Von Steffen Könau 26.11.2012, 20:05

Leipzig/MZ. - Bei 20 Grad minus haben sie sich immer Suppe gekocht. "Ich hatte alles an, was ich noch besaß", erinnert sich Nobert Beule. Anschließend ein paar Bier obendrüber gekippt, fertig war der perfekte Tag. Wie er das ausgehalten hat, das weiß der Mann mit dem strubbeligen Drahthaar heute selbst nicht mehr. "18 Monate", rechnet Beule vor, "bin ich damals keinen Tag nüchtern gewesen."

Es ist der Tiefpunkt auf einem Lebensweg, der den kleinen Jungen aus dem Haushalt eines sauerländischen Schäfers einmal ganz nach oben in die noble Vorstandsetage einer Bank führte. Bei dem regionalen Geldhaus macht der kommunikationsfreudige und hochintelligente junge Volkswirt steile Karriere. Träumte er als Kind noch davon, Fußballer oder Schornsteinfeger werden zu dürfen, dreht er nun am großen Rad: Millionenkredite sind zu vergeben oder zu versagen, ein dickes Auto steht vor der Tür und die Karriereleiter reicht so hoch in den Himmel, dass ihr Ende nicht mehr zu sehen ist.
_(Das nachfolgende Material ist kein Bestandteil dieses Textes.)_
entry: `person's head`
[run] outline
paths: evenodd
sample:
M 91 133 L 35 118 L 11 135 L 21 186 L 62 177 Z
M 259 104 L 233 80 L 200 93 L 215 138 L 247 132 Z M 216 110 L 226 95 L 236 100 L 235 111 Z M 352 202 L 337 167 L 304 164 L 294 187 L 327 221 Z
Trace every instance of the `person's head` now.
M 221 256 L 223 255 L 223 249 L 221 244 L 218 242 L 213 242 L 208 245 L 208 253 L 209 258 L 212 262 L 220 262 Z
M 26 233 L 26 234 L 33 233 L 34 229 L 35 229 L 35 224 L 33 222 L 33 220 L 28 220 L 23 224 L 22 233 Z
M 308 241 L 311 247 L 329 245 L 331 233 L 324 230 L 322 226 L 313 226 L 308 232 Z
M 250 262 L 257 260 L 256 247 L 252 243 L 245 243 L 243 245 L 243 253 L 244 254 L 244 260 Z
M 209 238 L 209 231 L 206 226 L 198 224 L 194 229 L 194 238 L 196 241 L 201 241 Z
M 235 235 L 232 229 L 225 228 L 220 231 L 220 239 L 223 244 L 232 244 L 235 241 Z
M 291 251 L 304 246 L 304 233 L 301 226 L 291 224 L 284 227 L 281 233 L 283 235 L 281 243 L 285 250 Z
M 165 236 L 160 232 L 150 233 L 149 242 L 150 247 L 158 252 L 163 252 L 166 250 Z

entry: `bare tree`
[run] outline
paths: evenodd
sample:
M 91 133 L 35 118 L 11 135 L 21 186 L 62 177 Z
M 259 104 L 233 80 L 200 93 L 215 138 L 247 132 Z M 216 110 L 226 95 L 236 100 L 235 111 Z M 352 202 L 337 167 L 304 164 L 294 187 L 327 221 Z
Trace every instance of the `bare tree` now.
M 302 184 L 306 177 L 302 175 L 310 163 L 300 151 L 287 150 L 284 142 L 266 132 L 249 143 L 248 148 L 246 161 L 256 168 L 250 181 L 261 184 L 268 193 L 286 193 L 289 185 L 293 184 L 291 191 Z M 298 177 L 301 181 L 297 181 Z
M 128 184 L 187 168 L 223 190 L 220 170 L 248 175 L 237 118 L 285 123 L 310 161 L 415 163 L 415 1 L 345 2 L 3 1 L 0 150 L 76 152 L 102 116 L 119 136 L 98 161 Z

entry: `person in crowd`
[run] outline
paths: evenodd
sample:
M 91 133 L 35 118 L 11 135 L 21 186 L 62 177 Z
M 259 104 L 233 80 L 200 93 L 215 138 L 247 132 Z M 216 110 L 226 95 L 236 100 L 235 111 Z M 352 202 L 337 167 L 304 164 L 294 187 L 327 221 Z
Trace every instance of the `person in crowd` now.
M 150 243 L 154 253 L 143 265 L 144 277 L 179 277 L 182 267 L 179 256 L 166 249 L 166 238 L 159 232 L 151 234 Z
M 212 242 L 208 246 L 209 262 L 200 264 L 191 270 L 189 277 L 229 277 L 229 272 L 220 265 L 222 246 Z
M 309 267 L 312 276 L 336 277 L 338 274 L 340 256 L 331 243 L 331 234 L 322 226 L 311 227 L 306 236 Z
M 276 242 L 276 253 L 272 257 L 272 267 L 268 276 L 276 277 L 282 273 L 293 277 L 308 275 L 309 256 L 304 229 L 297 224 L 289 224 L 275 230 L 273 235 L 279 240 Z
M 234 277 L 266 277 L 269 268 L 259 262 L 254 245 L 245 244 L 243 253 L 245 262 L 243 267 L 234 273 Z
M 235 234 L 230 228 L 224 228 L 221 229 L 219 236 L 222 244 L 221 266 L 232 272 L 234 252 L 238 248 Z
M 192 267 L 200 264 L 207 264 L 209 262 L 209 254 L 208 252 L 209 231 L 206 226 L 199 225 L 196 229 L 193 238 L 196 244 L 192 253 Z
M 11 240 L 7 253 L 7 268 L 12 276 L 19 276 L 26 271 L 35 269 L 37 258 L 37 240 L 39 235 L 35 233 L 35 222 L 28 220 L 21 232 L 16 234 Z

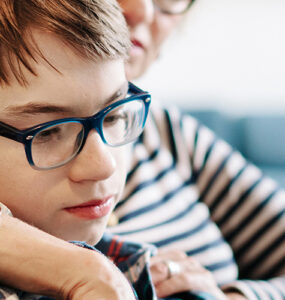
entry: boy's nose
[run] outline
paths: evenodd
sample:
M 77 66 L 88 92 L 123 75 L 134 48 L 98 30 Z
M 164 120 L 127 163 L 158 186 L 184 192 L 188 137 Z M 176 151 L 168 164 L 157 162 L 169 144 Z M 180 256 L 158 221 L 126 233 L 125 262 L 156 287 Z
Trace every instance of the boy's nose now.
M 117 167 L 111 147 L 104 144 L 92 130 L 79 155 L 72 161 L 69 177 L 72 181 L 100 181 L 110 177 Z
M 140 23 L 152 23 L 154 18 L 152 0 L 121 0 L 119 3 L 131 28 Z

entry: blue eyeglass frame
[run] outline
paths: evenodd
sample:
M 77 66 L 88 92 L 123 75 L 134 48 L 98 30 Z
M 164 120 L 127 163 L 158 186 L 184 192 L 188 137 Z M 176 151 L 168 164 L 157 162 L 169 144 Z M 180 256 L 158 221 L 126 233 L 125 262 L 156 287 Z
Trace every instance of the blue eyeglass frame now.
M 143 131 L 143 128 L 145 126 L 145 122 L 146 122 L 146 119 L 147 119 L 147 115 L 148 115 L 148 112 L 149 112 L 149 106 L 150 106 L 150 102 L 151 102 L 151 95 L 150 95 L 150 93 L 141 90 L 139 87 L 137 87 L 136 85 L 134 85 L 131 82 L 129 82 L 128 85 L 129 85 L 128 86 L 128 94 L 131 94 L 131 96 L 108 105 L 107 107 L 105 107 L 101 111 L 97 112 L 93 116 L 86 117 L 86 118 L 63 118 L 63 119 L 58 119 L 58 120 L 54 120 L 54 121 L 50 121 L 50 122 L 46 122 L 46 123 L 41 123 L 41 124 L 35 125 L 33 127 L 30 127 L 30 128 L 24 129 L 24 130 L 19 130 L 19 129 L 13 127 L 13 126 L 10 126 L 10 125 L 5 124 L 5 123 L 0 121 L 0 136 L 6 137 L 8 139 L 11 139 L 11 140 L 14 140 L 16 142 L 24 144 L 26 157 L 27 157 L 27 160 L 28 160 L 28 162 L 29 162 L 29 164 L 32 168 L 34 168 L 36 170 L 50 170 L 50 169 L 58 168 L 60 166 L 65 165 L 69 161 L 71 161 L 74 157 L 76 157 L 81 152 L 82 148 L 85 145 L 85 142 L 86 142 L 86 139 L 88 137 L 88 134 L 89 134 L 90 130 L 95 129 L 98 132 L 98 134 L 100 135 L 102 141 L 105 144 L 109 145 L 107 143 L 107 141 L 105 140 L 103 130 L 102 130 L 104 117 L 106 116 L 106 114 L 110 110 L 113 110 L 116 107 L 118 107 L 118 106 L 120 106 L 124 103 L 135 101 L 135 100 L 141 100 L 144 103 L 145 115 L 144 115 L 144 120 L 143 120 L 143 124 L 142 124 L 142 131 Z M 83 125 L 84 136 L 83 136 L 82 143 L 81 143 L 81 146 L 79 147 L 78 151 L 76 153 L 74 153 L 74 155 L 70 159 L 68 159 L 66 162 L 63 162 L 62 164 L 52 166 L 52 167 L 47 167 L 47 168 L 37 167 L 34 164 L 33 157 L 32 157 L 32 142 L 33 142 L 34 136 L 38 132 L 42 131 L 45 128 L 49 128 L 49 127 L 54 126 L 54 125 L 58 125 L 58 124 L 62 124 L 62 123 L 68 123 L 68 122 L 78 122 L 78 123 Z M 128 140 L 125 143 L 118 144 L 118 145 L 113 146 L 113 147 L 122 146 L 122 145 L 125 145 L 125 144 L 130 143 L 130 142 L 132 142 L 132 140 Z M 112 147 L 112 145 L 110 145 L 110 146 Z

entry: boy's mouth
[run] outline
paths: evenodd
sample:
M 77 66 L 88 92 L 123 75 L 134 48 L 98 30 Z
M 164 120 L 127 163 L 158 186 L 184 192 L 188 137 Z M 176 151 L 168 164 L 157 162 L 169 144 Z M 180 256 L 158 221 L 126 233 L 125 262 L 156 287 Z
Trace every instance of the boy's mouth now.
M 106 216 L 112 209 L 114 196 L 94 199 L 77 206 L 67 207 L 64 210 L 82 219 L 99 219 Z

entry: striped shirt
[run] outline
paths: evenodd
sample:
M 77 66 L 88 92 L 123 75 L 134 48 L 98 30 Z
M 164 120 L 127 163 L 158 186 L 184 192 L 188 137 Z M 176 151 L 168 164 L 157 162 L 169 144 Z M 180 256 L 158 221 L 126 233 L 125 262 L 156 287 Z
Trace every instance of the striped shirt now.
M 153 107 L 108 230 L 183 250 L 249 299 L 278 300 L 284 211 L 284 190 L 240 153 L 176 108 Z

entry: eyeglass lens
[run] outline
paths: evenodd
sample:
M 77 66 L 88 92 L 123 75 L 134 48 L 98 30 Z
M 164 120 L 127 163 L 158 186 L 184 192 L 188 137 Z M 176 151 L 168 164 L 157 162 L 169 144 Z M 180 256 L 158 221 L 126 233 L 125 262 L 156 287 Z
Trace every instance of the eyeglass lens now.
M 154 4 L 165 13 L 169 14 L 181 14 L 184 13 L 191 0 L 153 0 Z
M 101 138 L 110 146 L 126 144 L 140 135 L 144 118 L 143 101 L 126 102 L 104 116 Z M 33 137 L 31 151 L 34 165 L 40 169 L 64 165 L 77 155 L 84 135 L 85 128 L 79 121 L 44 128 Z

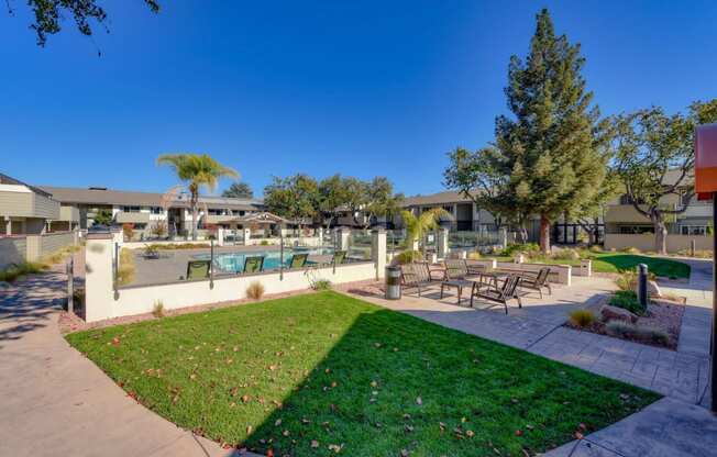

Beule spürt allerdings, dass es da eins geben könnte. "Nachts lag ich oft wach und grübelte über irgendwelche Entscheidungen, die ich treffen musste." Der Junge, als kleiner Bub von seinem Großvater brutal misshandelt, ist keiner der aalglatten Banker ohne Gewissensbisse. "Ich habe immer mit der Macht gehadert, die ich hatte", erinnert sich Beule, "das waren ja immer Arbeitsplätze, die an meinen Entscheidungen hingen."

Ehrgeiz und Druck

Dennoch liebt er seinen Job und er mag seinen Erfolg. Heute noch, wo Norbert Beule in einer winzigen Zwei-Zimmer-Plattenbau-Wohnung im Leipziger Westen wohnt, wird sein Blick ganz weich, wenn er von damals erzählt, als er noch nicht abgestürzt war. "Der Druck war ungeheuer, immer bessere Zahlen zu bringen", sagt er und er klingt dabei wie der Fußballreporter Werner Hansch, "aber ich hatte eben den Ehrgeiz, es zu schaffen."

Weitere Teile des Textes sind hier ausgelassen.